Во дворе возникла суета, побежали во все стороны слуги-холопы, вятшие витязи из охраны великого князя спешивались… Уже поднимаясь по лестнице на высокий верхний этаж, князь Михаил спросил:
— Что за человек в тиунах у тебя? Вроде нерусский.
— Мне крови сличать недосуг, мне от людей дело нужно, — ответил Даниил. — Цыган это. Крещёный. Михайлой я его перезвал.
— Ну-ну, — усмехнулся Михаил. — Собак дворовых Михаилами Всеволодовичами кликать не начал ещё?
Взгляды двух князей встретились, и оба разом рассмеялись
— Ладно, мне от людей тоже дело допрежь всего нужно, Данило Романыч.
— А я полагал, ты в баньке здешней попариться захотел… — в глазах князя Даниила читалась ирония.
Они уже шли по крытому переходу. По ходу князь Михаил цепким взглядом присматривался к укреплениям. Крепость Перемышля была неслабой, стены каменные, башни… Взять такой город очень и очень непросто, даже с осадными машинами.

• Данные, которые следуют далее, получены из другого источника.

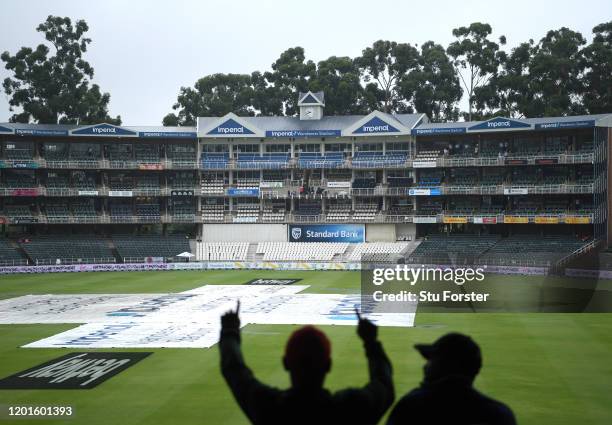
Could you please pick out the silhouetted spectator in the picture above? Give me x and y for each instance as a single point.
(446, 395)
(307, 359)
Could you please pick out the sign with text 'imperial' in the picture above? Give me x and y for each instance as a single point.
(303, 133)
(103, 130)
(352, 233)
(376, 125)
(499, 123)
(73, 371)
(230, 128)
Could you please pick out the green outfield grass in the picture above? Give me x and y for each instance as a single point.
(550, 368)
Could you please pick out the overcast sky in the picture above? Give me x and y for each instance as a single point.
(144, 51)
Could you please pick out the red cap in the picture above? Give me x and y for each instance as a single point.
(308, 348)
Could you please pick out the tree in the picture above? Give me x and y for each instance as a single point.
(55, 88)
(555, 75)
(339, 78)
(433, 87)
(212, 96)
(507, 92)
(598, 76)
(291, 74)
(476, 55)
(383, 66)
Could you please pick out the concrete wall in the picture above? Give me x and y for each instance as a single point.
(244, 232)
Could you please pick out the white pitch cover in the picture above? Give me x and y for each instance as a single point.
(190, 319)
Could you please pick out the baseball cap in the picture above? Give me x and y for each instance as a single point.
(454, 349)
(308, 348)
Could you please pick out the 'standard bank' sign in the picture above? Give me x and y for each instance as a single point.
(73, 371)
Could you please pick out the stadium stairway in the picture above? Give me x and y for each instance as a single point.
(252, 252)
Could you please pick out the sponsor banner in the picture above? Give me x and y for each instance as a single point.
(243, 192)
(566, 124)
(577, 220)
(303, 133)
(424, 220)
(376, 125)
(73, 371)
(425, 192)
(499, 123)
(451, 220)
(213, 265)
(485, 220)
(24, 220)
(546, 220)
(230, 128)
(189, 319)
(150, 167)
(424, 164)
(181, 193)
(515, 220)
(516, 191)
(168, 134)
(436, 131)
(338, 185)
(547, 161)
(133, 334)
(24, 192)
(515, 162)
(270, 185)
(352, 233)
(244, 220)
(598, 274)
(38, 132)
(262, 281)
(120, 193)
(103, 130)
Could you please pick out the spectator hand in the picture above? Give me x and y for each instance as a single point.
(366, 330)
(231, 319)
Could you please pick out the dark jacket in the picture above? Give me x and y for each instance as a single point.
(452, 400)
(263, 404)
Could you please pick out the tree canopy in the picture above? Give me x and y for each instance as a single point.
(51, 84)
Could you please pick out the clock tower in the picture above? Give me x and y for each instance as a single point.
(311, 105)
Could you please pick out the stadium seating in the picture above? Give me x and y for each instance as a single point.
(534, 250)
(365, 212)
(18, 212)
(364, 183)
(222, 251)
(214, 160)
(68, 249)
(378, 159)
(121, 212)
(454, 248)
(267, 160)
(246, 213)
(9, 256)
(377, 251)
(136, 248)
(179, 153)
(57, 213)
(212, 186)
(148, 154)
(212, 212)
(83, 210)
(149, 212)
(297, 251)
(338, 212)
(273, 214)
(317, 160)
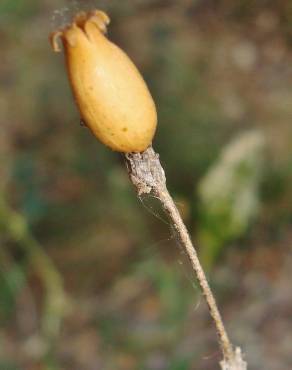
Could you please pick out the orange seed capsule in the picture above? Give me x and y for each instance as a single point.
(112, 97)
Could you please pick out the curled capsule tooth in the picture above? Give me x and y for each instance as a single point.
(55, 40)
(112, 97)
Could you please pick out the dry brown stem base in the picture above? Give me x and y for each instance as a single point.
(147, 175)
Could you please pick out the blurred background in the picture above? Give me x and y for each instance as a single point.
(93, 278)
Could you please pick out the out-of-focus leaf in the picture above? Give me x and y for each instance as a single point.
(229, 196)
(12, 281)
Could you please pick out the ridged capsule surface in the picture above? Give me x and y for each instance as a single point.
(112, 97)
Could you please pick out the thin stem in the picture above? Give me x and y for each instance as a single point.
(170, 207)
(147, 175)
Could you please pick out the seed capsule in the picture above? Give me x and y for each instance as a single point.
(112, 97)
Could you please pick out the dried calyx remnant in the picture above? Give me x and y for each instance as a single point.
(112, 97)
(115, 103)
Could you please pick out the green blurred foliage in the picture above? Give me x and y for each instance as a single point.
(77, 247)
(229, 195)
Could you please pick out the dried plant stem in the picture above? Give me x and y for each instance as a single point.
(147, 175)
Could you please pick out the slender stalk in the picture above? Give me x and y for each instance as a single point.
(147, 175)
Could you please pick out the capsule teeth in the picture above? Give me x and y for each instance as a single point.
(80, 19)
(55, 40)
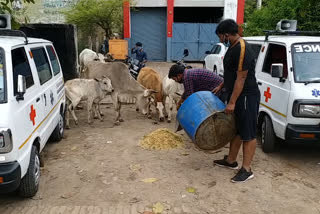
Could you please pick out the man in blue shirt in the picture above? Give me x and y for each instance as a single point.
(140, 54)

— Смотрю я на город твой, княже… Прямо твердыня неприступная, гвоздь в сапоге у ляхов да мазовов. Не точат зубы-то?
— Как заточат, так и затупят, — Даниил шагал размашисто — Токмо мне и в Галиче неплохо было.
Михаил крякнул. Да, нечего возразить….
— Прошу! — Даниил самолично широко распахнул обе створки двери, окованной чеканной медью. — Эй! Елена, слышь? Гость у нас знатный!
Откуда-то из внутренних покоев вышла высокая, стройная молодая девушка, одетая в длинное иноземное платье глубого шёлка. Да нет, пожалуй, не такая и молодая, вгляделся князь Михаил. Лет двадцать уж, на самом краю стоит девка. Два-три года ещё, и можно в монастырь…
— Здравствуй, великий князь, — произнесла девушка мелодичным голосом, от которого в душе Михаила что-то ёкнуло. Против обыкновения, девица не поклонилась низко, а чуть присела по немецкому обычаю. Князь встретил взгляд больших серых глаз, внимательных и спокойных, и в душе ёкнуло вторично.
— Еленка, ты нам распорядись чего-нито на стол соорудить, — произнёс Даниил. — Вот, сестра моя родная. Как батюшка помер, так при мне и живёт. Родная кровь, как-никак.
В большой горнице уже вовсю хлопотали слуги, уставляя стол снедью. Елена распоряжалась ими, и князь Михаил то и дело отвлекался от беседы, следя глазами за высокой стройной фигурой. Девушка тоже то и дело бросала на князя быстрые, как просверк молнии, взгляды, тут же пряча их за частоколом густых ресниц.